PUTRAJAYA, Malaysia - Malaysia's highest court on Tuesday opened two days of hearings expected to produce a final ruling on much-criticised sodomy charges against Anwar Ibrahim that could send the opposition leader to jail.
Anwar was cleared in 2012 of charges he sodomised a young former male aide four years earlier, but that acquittal was controversially reversed in March by an appeals court, which convicted him.
Anwar, 67, is appealing the conviction, while the government is simultaneously seeking to lengthen his five-year prison sentence.
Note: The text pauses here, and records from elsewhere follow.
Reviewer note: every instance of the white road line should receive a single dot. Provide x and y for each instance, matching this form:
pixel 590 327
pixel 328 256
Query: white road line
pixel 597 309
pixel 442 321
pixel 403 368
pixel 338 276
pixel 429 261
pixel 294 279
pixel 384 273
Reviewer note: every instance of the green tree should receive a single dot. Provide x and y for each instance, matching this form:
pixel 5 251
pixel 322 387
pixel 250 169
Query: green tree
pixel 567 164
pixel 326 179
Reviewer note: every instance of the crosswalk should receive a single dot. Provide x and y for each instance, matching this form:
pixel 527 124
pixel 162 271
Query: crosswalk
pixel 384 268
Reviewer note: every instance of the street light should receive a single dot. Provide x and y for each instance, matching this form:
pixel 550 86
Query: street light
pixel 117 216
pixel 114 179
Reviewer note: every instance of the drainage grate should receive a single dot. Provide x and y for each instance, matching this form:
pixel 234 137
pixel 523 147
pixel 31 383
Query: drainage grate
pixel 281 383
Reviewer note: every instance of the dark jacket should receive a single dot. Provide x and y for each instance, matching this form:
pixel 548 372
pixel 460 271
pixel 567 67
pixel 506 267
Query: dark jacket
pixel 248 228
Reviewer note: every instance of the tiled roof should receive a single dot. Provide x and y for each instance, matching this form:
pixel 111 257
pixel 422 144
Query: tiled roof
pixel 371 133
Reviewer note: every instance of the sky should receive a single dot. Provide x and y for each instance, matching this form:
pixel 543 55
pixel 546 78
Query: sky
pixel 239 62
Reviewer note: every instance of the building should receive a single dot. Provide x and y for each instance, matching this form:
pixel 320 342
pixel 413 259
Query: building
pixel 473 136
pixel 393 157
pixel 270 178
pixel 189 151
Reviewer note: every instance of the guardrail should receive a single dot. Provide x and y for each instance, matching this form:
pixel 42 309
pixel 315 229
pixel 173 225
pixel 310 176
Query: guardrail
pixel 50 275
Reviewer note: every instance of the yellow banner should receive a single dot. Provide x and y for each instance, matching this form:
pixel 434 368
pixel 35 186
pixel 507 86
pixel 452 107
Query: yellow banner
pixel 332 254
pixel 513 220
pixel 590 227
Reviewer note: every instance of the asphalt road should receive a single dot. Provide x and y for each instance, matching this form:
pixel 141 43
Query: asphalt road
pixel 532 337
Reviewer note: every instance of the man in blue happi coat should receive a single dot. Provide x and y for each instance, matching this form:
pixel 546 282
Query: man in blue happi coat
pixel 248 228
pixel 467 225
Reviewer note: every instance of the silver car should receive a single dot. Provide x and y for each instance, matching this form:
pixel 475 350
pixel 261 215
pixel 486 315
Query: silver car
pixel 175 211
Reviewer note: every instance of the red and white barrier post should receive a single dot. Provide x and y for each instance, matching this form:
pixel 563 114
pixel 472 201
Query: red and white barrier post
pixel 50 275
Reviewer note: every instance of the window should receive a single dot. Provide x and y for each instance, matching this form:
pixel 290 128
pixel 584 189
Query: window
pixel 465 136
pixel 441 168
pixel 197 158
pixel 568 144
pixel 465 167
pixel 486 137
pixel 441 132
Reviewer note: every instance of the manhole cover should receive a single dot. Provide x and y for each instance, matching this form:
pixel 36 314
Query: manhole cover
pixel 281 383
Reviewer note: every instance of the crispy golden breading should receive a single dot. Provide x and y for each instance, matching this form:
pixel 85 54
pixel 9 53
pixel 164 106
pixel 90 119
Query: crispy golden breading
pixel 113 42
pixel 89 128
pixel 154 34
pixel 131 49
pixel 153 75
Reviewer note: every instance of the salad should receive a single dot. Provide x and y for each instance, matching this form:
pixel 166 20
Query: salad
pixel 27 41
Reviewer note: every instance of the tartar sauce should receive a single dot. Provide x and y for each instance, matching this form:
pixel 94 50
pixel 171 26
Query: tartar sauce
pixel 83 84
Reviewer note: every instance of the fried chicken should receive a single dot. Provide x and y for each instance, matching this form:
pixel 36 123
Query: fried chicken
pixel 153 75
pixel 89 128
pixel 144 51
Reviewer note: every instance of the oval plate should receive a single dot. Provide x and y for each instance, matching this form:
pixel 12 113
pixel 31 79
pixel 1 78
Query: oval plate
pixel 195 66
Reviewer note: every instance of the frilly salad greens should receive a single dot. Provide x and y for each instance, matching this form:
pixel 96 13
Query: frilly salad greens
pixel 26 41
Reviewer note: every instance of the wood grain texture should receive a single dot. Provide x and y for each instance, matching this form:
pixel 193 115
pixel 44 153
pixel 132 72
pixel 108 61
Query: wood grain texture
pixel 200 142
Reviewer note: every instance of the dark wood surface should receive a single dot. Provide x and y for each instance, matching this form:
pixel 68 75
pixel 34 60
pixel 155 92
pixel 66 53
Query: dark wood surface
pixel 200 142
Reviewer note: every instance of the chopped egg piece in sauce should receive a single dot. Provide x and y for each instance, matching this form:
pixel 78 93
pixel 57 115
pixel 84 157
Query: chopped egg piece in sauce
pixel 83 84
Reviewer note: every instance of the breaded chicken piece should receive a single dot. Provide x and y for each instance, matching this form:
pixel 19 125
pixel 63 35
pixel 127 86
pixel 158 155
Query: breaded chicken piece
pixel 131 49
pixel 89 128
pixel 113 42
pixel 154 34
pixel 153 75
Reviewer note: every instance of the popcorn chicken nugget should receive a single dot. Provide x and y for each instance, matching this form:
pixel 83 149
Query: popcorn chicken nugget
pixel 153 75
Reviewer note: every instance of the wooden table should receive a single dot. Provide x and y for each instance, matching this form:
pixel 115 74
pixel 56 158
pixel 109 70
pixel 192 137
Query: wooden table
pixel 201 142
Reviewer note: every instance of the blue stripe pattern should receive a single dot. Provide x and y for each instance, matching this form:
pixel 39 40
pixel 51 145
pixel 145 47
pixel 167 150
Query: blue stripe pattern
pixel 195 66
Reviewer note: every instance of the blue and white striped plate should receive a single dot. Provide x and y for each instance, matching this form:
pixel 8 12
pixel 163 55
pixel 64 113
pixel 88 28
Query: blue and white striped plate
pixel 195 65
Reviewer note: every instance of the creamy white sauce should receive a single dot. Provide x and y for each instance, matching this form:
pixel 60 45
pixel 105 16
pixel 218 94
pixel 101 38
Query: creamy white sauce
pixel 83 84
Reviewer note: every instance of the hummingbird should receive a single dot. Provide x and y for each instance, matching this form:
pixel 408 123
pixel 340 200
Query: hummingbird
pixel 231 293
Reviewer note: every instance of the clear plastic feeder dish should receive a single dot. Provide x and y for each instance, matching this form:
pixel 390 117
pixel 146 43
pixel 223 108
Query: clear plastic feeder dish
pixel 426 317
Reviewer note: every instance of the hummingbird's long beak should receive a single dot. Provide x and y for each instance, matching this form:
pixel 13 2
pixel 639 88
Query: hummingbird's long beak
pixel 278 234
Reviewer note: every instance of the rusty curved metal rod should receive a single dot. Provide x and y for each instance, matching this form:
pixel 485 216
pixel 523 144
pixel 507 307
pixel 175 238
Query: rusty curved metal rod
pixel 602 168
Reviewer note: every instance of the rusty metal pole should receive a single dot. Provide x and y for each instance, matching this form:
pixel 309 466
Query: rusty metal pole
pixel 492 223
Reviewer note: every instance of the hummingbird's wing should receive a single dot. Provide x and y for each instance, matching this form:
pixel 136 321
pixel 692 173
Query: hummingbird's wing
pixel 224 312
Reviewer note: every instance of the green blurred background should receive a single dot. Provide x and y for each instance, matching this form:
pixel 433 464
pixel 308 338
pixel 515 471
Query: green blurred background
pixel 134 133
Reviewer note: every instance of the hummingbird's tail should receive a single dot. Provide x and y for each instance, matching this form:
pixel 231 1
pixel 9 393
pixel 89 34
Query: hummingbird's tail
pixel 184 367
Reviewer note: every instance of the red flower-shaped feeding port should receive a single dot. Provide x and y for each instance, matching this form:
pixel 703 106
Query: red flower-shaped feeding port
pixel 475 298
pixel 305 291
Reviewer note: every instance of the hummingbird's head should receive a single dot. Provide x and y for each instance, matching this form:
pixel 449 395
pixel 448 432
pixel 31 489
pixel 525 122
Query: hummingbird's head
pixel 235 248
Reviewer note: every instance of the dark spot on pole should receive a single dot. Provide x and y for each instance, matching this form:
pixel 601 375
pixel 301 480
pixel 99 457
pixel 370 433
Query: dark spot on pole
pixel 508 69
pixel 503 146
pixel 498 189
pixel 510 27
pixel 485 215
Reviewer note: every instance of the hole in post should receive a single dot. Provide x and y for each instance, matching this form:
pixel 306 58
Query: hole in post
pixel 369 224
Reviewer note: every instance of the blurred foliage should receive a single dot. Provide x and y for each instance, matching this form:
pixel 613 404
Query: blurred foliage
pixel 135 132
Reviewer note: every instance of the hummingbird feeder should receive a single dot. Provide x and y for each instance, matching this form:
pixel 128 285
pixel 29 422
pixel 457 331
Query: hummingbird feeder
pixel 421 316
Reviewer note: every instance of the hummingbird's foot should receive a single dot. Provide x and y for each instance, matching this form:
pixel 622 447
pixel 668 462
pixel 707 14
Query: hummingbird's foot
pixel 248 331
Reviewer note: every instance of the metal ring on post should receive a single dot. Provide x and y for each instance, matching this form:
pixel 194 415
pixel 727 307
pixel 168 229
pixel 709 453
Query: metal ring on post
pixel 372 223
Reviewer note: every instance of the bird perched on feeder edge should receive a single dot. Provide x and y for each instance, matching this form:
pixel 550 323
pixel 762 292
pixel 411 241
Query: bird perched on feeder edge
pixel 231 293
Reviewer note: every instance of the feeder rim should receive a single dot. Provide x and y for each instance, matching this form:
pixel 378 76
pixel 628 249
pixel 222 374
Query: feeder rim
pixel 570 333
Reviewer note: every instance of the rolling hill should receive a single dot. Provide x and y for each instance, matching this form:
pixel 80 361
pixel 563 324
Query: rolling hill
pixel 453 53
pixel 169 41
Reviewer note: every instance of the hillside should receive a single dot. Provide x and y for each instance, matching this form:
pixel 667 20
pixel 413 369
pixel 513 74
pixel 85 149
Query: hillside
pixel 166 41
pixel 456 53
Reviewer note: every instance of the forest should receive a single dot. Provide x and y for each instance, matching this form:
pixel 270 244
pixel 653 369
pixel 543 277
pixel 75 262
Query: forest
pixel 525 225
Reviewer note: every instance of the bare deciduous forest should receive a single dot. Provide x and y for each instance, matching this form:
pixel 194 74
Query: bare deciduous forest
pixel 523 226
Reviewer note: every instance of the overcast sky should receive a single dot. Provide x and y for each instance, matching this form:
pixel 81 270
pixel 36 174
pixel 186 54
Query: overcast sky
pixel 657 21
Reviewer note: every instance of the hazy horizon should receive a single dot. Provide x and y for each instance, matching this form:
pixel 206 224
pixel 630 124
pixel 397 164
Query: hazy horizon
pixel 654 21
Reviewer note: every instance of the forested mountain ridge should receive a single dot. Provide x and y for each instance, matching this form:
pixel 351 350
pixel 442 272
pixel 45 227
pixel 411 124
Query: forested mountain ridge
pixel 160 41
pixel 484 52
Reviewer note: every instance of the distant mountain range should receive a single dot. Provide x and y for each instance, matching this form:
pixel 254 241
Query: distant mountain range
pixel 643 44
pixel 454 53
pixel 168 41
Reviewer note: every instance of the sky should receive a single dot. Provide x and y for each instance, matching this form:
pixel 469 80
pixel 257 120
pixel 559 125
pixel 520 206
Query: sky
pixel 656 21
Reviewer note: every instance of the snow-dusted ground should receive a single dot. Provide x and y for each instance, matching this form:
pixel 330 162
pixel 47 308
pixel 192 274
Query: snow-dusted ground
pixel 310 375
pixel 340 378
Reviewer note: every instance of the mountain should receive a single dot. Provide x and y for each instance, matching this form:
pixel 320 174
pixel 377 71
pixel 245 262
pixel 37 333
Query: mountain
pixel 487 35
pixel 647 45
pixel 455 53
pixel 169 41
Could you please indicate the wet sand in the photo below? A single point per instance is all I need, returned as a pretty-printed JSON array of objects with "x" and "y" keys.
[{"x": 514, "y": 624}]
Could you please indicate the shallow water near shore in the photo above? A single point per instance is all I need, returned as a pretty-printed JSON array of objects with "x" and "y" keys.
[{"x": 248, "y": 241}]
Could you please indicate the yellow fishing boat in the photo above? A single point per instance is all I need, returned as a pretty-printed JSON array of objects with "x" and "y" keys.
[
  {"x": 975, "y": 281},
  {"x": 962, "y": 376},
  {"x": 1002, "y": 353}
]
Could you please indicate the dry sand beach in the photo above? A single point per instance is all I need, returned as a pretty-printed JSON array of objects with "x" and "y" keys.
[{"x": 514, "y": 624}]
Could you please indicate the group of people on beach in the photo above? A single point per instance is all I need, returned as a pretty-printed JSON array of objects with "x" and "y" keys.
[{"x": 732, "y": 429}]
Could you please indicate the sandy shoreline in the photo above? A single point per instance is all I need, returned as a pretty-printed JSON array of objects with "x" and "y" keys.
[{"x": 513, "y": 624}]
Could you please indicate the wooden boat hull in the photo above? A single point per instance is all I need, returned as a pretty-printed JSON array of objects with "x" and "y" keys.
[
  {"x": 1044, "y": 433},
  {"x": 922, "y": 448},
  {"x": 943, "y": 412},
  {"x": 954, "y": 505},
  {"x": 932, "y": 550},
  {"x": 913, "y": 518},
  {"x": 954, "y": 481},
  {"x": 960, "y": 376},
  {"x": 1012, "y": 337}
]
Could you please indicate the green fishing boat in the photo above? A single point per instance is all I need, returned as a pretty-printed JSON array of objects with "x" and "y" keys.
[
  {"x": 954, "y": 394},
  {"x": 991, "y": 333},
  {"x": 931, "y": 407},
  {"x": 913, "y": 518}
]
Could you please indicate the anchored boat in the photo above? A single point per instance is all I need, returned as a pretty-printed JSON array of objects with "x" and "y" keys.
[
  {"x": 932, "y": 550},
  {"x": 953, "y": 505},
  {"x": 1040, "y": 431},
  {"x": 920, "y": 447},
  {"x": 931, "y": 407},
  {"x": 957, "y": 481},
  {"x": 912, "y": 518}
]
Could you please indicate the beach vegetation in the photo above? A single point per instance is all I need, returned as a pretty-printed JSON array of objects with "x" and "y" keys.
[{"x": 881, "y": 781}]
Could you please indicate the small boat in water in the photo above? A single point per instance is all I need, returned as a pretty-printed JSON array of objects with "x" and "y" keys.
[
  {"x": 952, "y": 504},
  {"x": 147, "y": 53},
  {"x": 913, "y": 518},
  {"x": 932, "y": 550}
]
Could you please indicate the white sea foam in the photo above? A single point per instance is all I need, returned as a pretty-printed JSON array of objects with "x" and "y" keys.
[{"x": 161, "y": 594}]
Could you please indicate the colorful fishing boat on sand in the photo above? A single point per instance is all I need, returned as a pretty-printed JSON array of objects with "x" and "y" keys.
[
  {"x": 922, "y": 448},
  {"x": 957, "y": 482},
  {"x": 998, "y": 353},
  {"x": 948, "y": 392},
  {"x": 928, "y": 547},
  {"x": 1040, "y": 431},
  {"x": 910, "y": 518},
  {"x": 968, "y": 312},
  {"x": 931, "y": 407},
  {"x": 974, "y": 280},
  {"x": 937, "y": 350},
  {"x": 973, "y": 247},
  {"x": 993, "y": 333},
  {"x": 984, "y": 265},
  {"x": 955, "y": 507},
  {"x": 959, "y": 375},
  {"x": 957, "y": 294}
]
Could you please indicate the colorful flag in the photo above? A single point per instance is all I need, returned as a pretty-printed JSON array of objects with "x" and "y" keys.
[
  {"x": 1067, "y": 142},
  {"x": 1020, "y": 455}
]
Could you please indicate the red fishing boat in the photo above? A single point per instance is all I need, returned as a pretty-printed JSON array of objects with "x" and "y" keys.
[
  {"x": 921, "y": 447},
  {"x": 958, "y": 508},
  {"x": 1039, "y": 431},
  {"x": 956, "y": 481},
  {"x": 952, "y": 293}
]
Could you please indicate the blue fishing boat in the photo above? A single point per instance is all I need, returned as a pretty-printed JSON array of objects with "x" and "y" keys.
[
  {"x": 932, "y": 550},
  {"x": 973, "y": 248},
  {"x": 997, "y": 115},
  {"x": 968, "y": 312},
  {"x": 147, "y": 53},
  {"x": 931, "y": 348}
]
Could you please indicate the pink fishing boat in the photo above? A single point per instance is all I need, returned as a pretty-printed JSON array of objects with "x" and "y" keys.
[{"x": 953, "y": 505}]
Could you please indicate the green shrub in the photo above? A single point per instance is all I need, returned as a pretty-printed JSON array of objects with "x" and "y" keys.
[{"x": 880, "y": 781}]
Rulings are expected Wednesday.
"I do not want to go jail but if I am forced to, I will go fighting a corrupt government," Anwar tweeted as the hearings got under way at the Federal Court, which was ringed by about 200 armed police and steel security barricades.
"If this is my last service to Malaysians, to the young, then this is my small sacrifice." If jailed, Anwar would lose his parliament seat.
Anwar calls the charges part of a long-running conspiracy by the authoritarian regime to ruin his career - and cripple the fast-rising opposition - by repeatedly tarring him with false charges of sodomy, which is illegal in Muslim-majority Malaysia.
The International Federation for Human Rights, which groups 178 member-organisations, called the hearings "a decisive test for Malaysia's judiciary" and called for a just ruling free of political interference.
A popular former deputy premier, Anwar was sensationally ousted from the ruling United Malays National Organisation (UMNO) in a 1998 power struggle and jailed on a previous sodomy and corruption conviction widely seen as trumped up.
He was released six years later when the sodomy conviction was dismissed.
Anwar's downfall sparked massive anti-government demonstrations and an opposition movement that, under his charismatic leadership, has pushed once-invincible UMNO to the wall.
Promising to end corruption, crony capitalism, and UMNO's divisive racial politics, a three-party opposition coalition won a majority of votes cast in elections last year in the multi-ethnic country.
UMNO retained parliamentary power thanks to decades of gerrymandering.
The US State Department said Anwar's March conviction raised concerns over rule of law and judicial independence.
UMNO has governed since independence in 1957, bringing decades of rapid economic development under an authoritarian formula that reserves political primacy for the Muslim ethnic-Malay majority.
But a multi-racial new generation of voters has increasingly deserted the regime.
Jailing Anwar would remove the opposition's talisman just as the diverse coalition faces growing rifts.
Huge anti-government demonstrations have been held in recent years, some ending in violent police crackdowns, but Anwar has not directly called for protests if jailed.
Hundreds of pro-Anwar and pro-government demonstrators gathered outside the court Tuesday but the situation was calm.
The opposition's success in recent years has triggered rising political tensions, with Muslim conservatives ratcheting up rhetoric against a perceived threat posed by the multi-faith opposition to Islam's leading role.
Prime Minister Najib Razak's government also is waging a crackdown - via Malaysia's sedition law - on the opposition and other critics, drawing criticism from international rights groups, UN human rights experts, and the US embassy.